Menu Fermer

"L'Anglais"

titre original "The Limey"
année de production 1999
réalisation Steven Soderbergh
interprétation Terence Stamp, Peter Fonda, Lesley Ann Warren

Critique extraite du Guide des films de Jean Tulard

Tout le film de Steven Soderbergh repose sur les épaules de Terence Stamp, qui y trouve l'un de ses meilleurs rôles. Un polar raffiné, incisif, avec en prime l'astucieuse et originale idée d'intégrer, en flash-back, des séquences de Terence Stamp jeune homme, extraites du premier film de Ken Loach sorti en 1967, "Pas de larmes pour Joy" ("Poor cow").

La critique de Didier Koch

A l'aube du XXIe siècle, depuis qu'il a décroché une Palme d'or surprise à Cannes en 1989 sous la présidence de Wim Wenders avec "Sexe, mensonge et vidéo", Steven Soderbergh peine quelque peu à confirmer son statut de petit génie du cinéma indépendant, la déferlante Tarantino occupant depuis tout l'espace où l'on attendait justement Soderbergh.
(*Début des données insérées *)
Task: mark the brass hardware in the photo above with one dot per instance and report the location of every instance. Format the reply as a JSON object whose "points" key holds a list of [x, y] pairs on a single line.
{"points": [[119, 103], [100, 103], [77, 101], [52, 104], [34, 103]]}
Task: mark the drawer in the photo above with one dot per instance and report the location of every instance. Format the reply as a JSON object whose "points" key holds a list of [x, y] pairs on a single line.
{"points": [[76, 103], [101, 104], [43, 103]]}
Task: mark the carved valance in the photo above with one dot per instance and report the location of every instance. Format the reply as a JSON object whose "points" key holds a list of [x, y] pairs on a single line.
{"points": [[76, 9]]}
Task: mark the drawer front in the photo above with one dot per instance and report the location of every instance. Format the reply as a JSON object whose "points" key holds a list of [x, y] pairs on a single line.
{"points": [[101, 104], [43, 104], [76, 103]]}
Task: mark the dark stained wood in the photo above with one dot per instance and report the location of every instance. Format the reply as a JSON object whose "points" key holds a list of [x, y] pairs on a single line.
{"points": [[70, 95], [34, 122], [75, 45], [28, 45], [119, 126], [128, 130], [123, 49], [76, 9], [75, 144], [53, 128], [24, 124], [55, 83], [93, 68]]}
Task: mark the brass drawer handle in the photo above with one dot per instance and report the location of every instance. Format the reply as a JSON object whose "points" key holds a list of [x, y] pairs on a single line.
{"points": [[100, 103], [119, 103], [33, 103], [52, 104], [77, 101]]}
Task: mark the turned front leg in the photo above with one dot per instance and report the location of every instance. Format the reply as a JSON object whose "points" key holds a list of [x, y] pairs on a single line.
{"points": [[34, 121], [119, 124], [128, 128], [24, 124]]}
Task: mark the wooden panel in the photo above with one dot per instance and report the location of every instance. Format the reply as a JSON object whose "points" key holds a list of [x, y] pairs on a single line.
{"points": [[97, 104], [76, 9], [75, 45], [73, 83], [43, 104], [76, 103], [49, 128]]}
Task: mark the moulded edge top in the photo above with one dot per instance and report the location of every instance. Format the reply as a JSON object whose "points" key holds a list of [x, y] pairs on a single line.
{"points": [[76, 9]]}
"Hors d'atteinte", sorti en 1998, est certes un polar malin qui aura pour principal intérêt de lui faire rencontrer George Clooney avec qui il entamera la collaboration fructueuse que l'on connait, mais on est encore nettement en-dessous de l'inventivité de ce sacré garnement de Tarantino qui a sorti juste avant le complètement déjanté "Jackie Brown".

Quitte à être derrière son collègue générationnel, Soderbergh, comme un aveu d'impuissance, décide avec "L'Anglais" de puiser carrément à la source du geek de Knoxville. C'est donc un Tarantino de série B que nous propose un Soderbergh quelque peu déboussolé, qui en vient même à mettre dans la bouche de ses malfrats les digressions baroques qui nous amusent tant chez leur géniteur et qui tombent un peu à plat dans ce film un tantinet paresseux, où Terence Stamp, charismatique en diable, secondé par un Peter Fonda pris en flagrant délit de mime intégral de son pote Nicholson (à moins que ce ne soit l'inverse), sauve la baraque au jeune prodige.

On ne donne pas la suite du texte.